Baku-APA. The UN Security Council on Wednesday expressed concern for the escalating levels of violence in Lebanon due to an influx in Syrian refugees and sovereignty challenges, APA reports quoting Xinhua.
The "impact of the Syrian crisis on Lebanon's stability and security becomes more and more apparent," said a Security Council Presidential statement issued here after a briefing by the Special Coordinator for Lebanon Derek Plumbly and Under-Secretary-General for Peacekeeping Operations, Herve Ladsous.

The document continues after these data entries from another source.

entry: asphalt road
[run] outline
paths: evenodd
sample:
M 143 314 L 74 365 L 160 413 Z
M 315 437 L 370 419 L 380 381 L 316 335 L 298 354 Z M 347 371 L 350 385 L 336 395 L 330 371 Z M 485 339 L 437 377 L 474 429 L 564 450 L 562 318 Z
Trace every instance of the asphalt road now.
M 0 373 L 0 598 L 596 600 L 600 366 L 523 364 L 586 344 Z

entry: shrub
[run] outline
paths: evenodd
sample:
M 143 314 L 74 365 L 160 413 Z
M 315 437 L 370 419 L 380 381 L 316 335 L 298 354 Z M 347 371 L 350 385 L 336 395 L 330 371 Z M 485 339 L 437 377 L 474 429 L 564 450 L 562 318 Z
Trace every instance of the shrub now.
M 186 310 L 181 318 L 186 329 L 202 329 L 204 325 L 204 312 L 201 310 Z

"The Security Council underscores its growing concern at the marked increase of cross-border fire from the Syrian Arab Republic into Lebanon, which caused death and injury among the Lebanese population, as well as incursions, abductions, and arms trafficking across the Lebanese-Syrian border," the statement said.
The Council called on all parties to fully respect Lebanon's sovereignty, territorial integrity, unity and political independence within its internationally recognized borders, in accordance with the relevant Security Council resolutions, said the statement.
Further noting with deep concern new developments with regard to the involvement of Lebanese parties in the fighting in Syria, the Council called upon all Lebanese parties to recommit to Lebanon's policy of disassociation, to step back from any involvement in the Syrian crisis, the statement said.
In addition, the council also commended Lebanon's generous efforts in hosting and assisting the refugees and encouraged the establishment of fully empowered institutional structures to carry out planning, delivery and coordination responsibilities.
The most powerful body of the UN called on the international community to increase assistance to Lebanon, which now hosts over 587,000 Syrian refugees as well as 65,500 Palestinian refugees.
On Tuesday, a booby-trapped vehicle went off in the parking lot near the Islamic Cooperation Center in Bir al-Abed, a shopping center in an area controlled by the Lebanese Shiite militant party of Hezbollah in southern Beirut, leaving at least 53 people injured.
Anti-Hezbollah sentiment has been running high in Lebanon since the militant party acknowledged its engagement in the fight against the western-backed rebels in central Syria.
On May 26, two rockets slammed into a Hezbollah stronghold in southern Beirut, hours after the Hezbollah leader said in a speech that his party was involved in the Syrian crisis.